1941—Tuskegee Airmen Take Flight
During World War II, the 99th Pursuit Squadron, aka the Tuskegee Airmen, is activated. The group is the first all-black unit of the Army Air Corp, and serves with distinction in Africa, Italy, Germany and other areas. In March 2007 the surviving airmen and the widows of those who had died received Congressional Gold Medals for their service.
March 18
1906—First Airplane Flight in Europe
Romanian designer Traian Vuia flies twelve meters outside Paris in a self-propelled airplane, taking off without the aid of tractors or cables, and thus becomes the first person to fly a self-propelled, heavier-than-air aircraft. Because his craft was not a glider, and did not need to be pulled, catapulted or otherwise assisted, it is considered by some historians to be the first true airplane.

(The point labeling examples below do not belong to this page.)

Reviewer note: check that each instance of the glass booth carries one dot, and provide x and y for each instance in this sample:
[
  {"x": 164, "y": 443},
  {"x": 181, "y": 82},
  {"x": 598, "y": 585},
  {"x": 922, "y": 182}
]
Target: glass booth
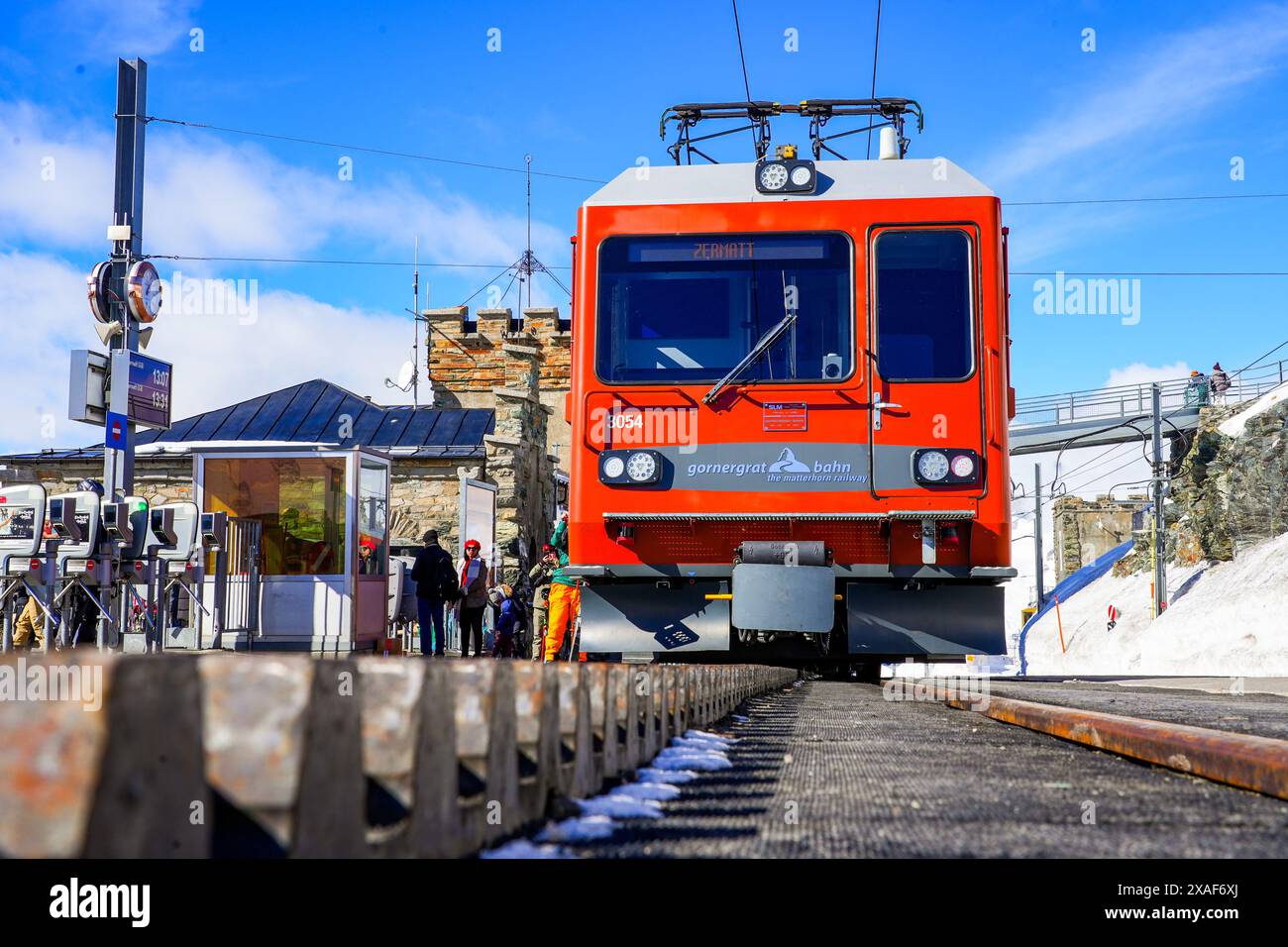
[{"x": 323, "y": 557}]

1965—Leonov Walks in Space
Soviet cosmonaut Aleksei Leonov leaves his spacecraft the Voskhod 2 for twelve minutes. At the end of that time Leonov's spacesuit had inflated in the vacuum of space to the point where he could not re-enter Voskhod's airlock. He opened a valve to allow some of the suit's pressure to bleed off, was barely able to get back inside the capsule, and in so doing became the first person to complete a spacewalk.
March 17
1966—Missing Nuke Found
Off the coast of Spain in the Mediterranean, the deep submergence vehicle Alvin locates a missing American hydrogen bomb. The 1.45-megaton nuke had been lost by the U.S. Air Force during a midair accident over Palomares, Spain. It was found resting in nearly three-thousand feet of water and was raised intact on 7 April.